Plaintiff appealed through her union to the Joint Union Management

Panel (JUMP) established for the review of minor discipline, which modified

the suspension "to an Official Written Reprimand (time served) with no back

pay" and barred plaintiff from applying to a specialized unit for one year.

Following an investigation of plaintiff's complaints of discrimination

and retaliation by Valentin dating from 2014, the EED issued a report in 2017

failing to find any violation of the Department's Policy Prohibiting

Discrimination in the Workplace or the Conscientious Employee Protection

Act, N.J.S.A. 34:19-1 to -14. The EED detailed its investigation into

plaintiff's allegations and its findings in an eleven-and-a-half-page single-

spaced letter to her.

A-2883-21 5 Plaintiff appealed the adverse finding to the Civil Service Commission.

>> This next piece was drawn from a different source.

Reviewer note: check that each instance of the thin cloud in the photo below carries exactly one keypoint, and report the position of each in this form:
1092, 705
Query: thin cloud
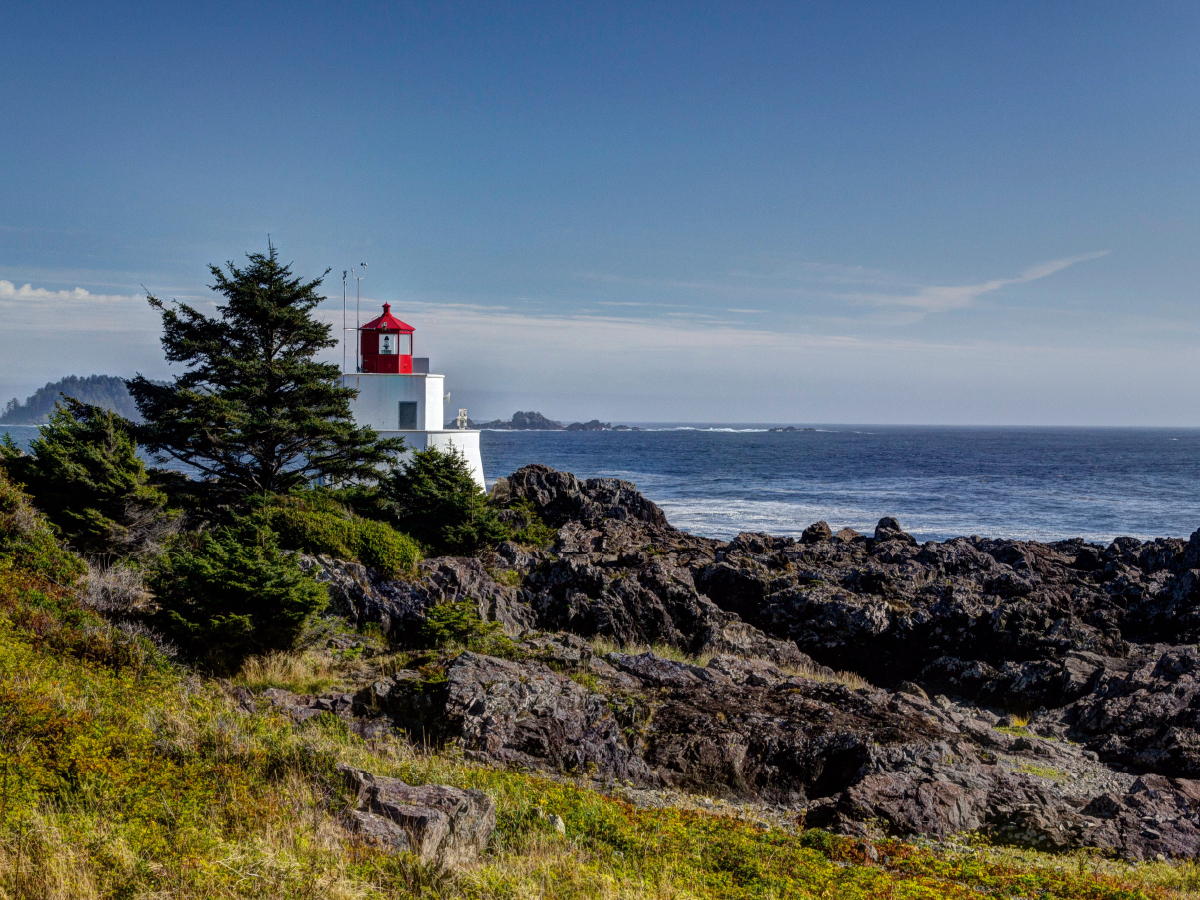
957, 297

In an affidavit submitted in support of her appeal, plaintiff averred that

Valentin had ordered her to complete a special custody report about how she

"didn't know how to remediate," to which she responded by asking to speak to

the Director and advising Valentin that she "would be filing a harassment

complaint against him." Plaintiff explained she completed the report but did

not turn it in as she "had intended to give it to Dir[ector] Cirillo." She also

averred that she had attempted to turn it in to the Director and Major

Manstream, another named defendant, on April 4, the same day she filed her

EED complaint, but neither would accept it.